7 Replies Latest reply: Nov 24, 2014 7:32 PM by Srikanth P RSS

    Partial Reload while avoiding duplicates

      I have a QV dashboard with 10 tables with millions of rows which are linked by a common column "ID"

      I want to run partial reload each day to add in new data from csv files.

      However, lets say on Day 1 I load this csv

      ID name age hometown

      1  John   10  NY

      2  Jane        NY

      3   Jim   23  NY

       

      so as you can see jane's age is missing on day one

       

      on Day 2 (or some day down the road) I now have this CSV to load

      ID name age hometown

      2  Jane   15    NY

      3   Jim    23   NY

      4  Jack   55   NY

       

      so basically I want to update the Jane's entry, but atm if i run a partial reload the standard way i end up with duplicate entries.

      is there any way to just update entries in a table based during partial reload?

        • Re: Partial Reload while avoiding duplicates
          neetha P

          Hi Ritvik,

           

          Use incremental load:

           

          Incremental load is of three types:

           

          • Insert Only
          • Insert & Update
          • Insert, Update, & Delete

           

           

          INSERT & UPDATE

          The INSERT & UPDATE scenario also takes new data from the source but it also pulls in updated records.
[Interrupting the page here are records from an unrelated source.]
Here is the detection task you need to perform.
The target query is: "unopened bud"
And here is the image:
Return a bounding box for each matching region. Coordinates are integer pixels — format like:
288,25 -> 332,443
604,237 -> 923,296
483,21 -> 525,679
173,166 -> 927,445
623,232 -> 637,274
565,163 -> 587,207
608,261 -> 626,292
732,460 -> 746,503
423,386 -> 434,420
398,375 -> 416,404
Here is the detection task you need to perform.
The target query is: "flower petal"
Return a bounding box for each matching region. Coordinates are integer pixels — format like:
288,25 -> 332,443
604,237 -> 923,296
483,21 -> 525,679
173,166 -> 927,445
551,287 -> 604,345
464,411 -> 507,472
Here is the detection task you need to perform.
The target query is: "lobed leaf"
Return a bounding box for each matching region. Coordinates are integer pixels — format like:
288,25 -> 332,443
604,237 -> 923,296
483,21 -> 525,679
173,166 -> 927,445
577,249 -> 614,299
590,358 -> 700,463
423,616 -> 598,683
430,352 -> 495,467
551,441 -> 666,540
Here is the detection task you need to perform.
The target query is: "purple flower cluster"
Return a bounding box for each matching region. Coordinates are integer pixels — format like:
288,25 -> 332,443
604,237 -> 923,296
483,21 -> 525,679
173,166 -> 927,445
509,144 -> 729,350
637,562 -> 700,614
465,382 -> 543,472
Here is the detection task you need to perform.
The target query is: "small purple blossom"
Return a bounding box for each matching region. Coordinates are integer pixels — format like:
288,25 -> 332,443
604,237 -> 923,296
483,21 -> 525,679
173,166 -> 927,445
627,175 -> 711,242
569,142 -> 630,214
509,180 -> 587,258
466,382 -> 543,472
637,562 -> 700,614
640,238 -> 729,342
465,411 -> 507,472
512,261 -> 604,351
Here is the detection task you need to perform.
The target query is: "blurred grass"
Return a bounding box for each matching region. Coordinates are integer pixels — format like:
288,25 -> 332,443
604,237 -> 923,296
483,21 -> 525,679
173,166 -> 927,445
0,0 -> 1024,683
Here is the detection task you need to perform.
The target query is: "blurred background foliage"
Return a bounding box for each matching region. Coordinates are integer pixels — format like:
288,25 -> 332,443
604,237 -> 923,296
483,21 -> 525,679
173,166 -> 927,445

Additional precautions need to be taken in order to avoid duplicate records. During the load from the QVD, exclude records where there is a match on the primary key. This will ensure that the updated records will not be duplicated.

           

          • Load all NEW and UPDATED data from the data source
          • Concatenate this data with a load of only the missing records from the QVD file
          • Store the entire table out to the QVD file

           

           

          Example:


          DataTable:
          SQL SELECT
          PrimaryKey,
          A,
          B,
          C
          FROM Table1
          WHERE ModifyDate >= $(vDate);

           

          CONCATENATE

           

          LOAD
          PrimaryKey,
          A,
          B,
          C
          FROM ABC.qvd
          WHERE NOT exists (PrimaryKey);

          STORE DataTable into ABC.qvd;

           

           

          Regards

          Neetha

            • Re: Partial Reload while avoiding duplicates

              thanks for the reply!

               

              Is it possible to do incremental load without using QVDs but CSVs?

              Have been finding that during reload QVDs although faster, have been using more memory  , and this is my constraint at the moment

                • Re: Re: Partial Reload while avoiding duplicates
                  Nagaian Krishnamoorthy

                  Yes. Loading your sample data using inline load using the script below produces the update correctly:

                   

                  LOAD * Inline [
                  Id, Name, Age, Hometown
                  2,Jane,15,NY
                  3,Jim,23,NY
                  4,Jack,55,NY
                  ]
                  ;
                  Concatenate LOAD * Inline [
                  Id, Name, Age, Hometown
                  1,John,10,NY
                  2,Jane,,NY
                  3,Jim,23,NY
                  ]

                  where not Exists (Id);

                  CaptureQlik.PNG.png

                   

                    • Re: Partial Reload while avoiding duplicates

                      yes the case you explained works

                      but my case is the other way round. as in some columns have empty fields during an initial load, but then a few days later, i get those fields for the data.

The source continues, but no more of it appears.